Unnamed: 0,Postal Code,Latitude,Longitude
0,M1B,43.806686,-79.194353
1,M1C,43.784535,-79.160497
2,M1E,43.763573,-79.188711
3,M1G,43.770992,-79.216917
4,M1H,43.773136,-79.239476


In [3]:
# add coordinate data to main dataframe
df = pd.merge(df_t,df_geo,on='Postal Code')
df.head(12)

Unnamed: 0,Postal Code,Borough,Neighborhood,Latitude,Longitude
0,M3A,North York,Parkwoods,43.753259,-79.329656
1,M4A,North York,Victoria Village,43.725882,-79.315572
2,M5A,Downtown Toronto,"Regent Park, Harbourfront",43.65426,-79.360636
3,M6A,North York,"Lawrence Manor, Lawrence Heights",43.718518,-79.464763
4,M7A,Downtown Toronto,"Queen's Park, Ontario Provincial Government",43.662301,-79.389494
5,M9A,Etobicoke,"Islington Avenue, Humber Valley Village",43.667856,-79.532242
6,M1B,Scarborough,"Malvern, Rouge",43.806686,-79.194353
7,M3B,North York,Don Mills,43.745906,-79.352188
8,M4B,East York,"Parkview Hill, Woodbine Gardens",43.706397,-79.309937
9,M5B,Downtown Toronto,"Garden District, Ryerson",43.657162,-79.378937


### Week 3 Assignment Part 3
General Approach: Cluster postal codes by coordinates, then show on map, with points color coded by their assigned cluster; try different values of k.

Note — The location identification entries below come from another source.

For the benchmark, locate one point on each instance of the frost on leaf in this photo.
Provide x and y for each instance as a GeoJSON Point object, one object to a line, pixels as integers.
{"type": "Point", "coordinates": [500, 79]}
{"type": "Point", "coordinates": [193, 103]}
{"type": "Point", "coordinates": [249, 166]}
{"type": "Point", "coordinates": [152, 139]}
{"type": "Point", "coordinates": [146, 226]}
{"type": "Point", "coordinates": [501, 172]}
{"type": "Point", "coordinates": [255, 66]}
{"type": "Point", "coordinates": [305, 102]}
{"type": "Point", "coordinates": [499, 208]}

Observations discussed at end of notebook.


In [4]:
# install and import Folium
!pip install folium
import folium # map rendering library



In [5]:
from sklearn.cluster import KMeans
#try several values of k to determine best number of clusters
K = range(5,9)
COLORS = ['red','blue','lightgreen','purple','orange','darkgreen','darkred','black']
models = []
maps = []
for i in range(len(K)):
    models.append(KMeans(n_clusters=K[i]).fit(df[['Latitude','Longitude']]))
    maps.append(folium.Map(location=[43.6532,-79.3832],zoom_start=11))
    # once k-means has run, loop over points, color code by assigned cluster
    point_labels = models[i].labels_
    for j, row in df.iterrows():
        label = '{}, {}'.format(row['Postal Code'], row['Borough'])
        label = folium.Popup(label, parse_html=True)
        color = COLORS[point_labels[j]]
        coords = row[['Latitude','Longitude']]
        folium.CircleMarker(location=coords,radius=5,popup=label,fill=True,color=color,fill_opacity=0.7).add_to(maps[i])

In [10]:
print('k = ' + str(K[0]))
maps[0]

k = 5


In [7]:
print('k = ' + str(K[1]))
maps[1]

k = 6


In [8]:
print('k = ' + str(K[2]))
maps[2]

k = 7


In [9]:
print('k = ' + str(K[3]))
maps[3]

k = 8


### Observations
It appears that for all of the k values considered, the densely-populated Downtown Toronto area is always assigned its own cluster. As more clusters are added, the size of the downtown cluster shrinks, as its outermost points are shifted to other clusters. For larger values of k (7 and 8), the clusters for outer areas of the city begin to get split up, perhaps unnecessarily.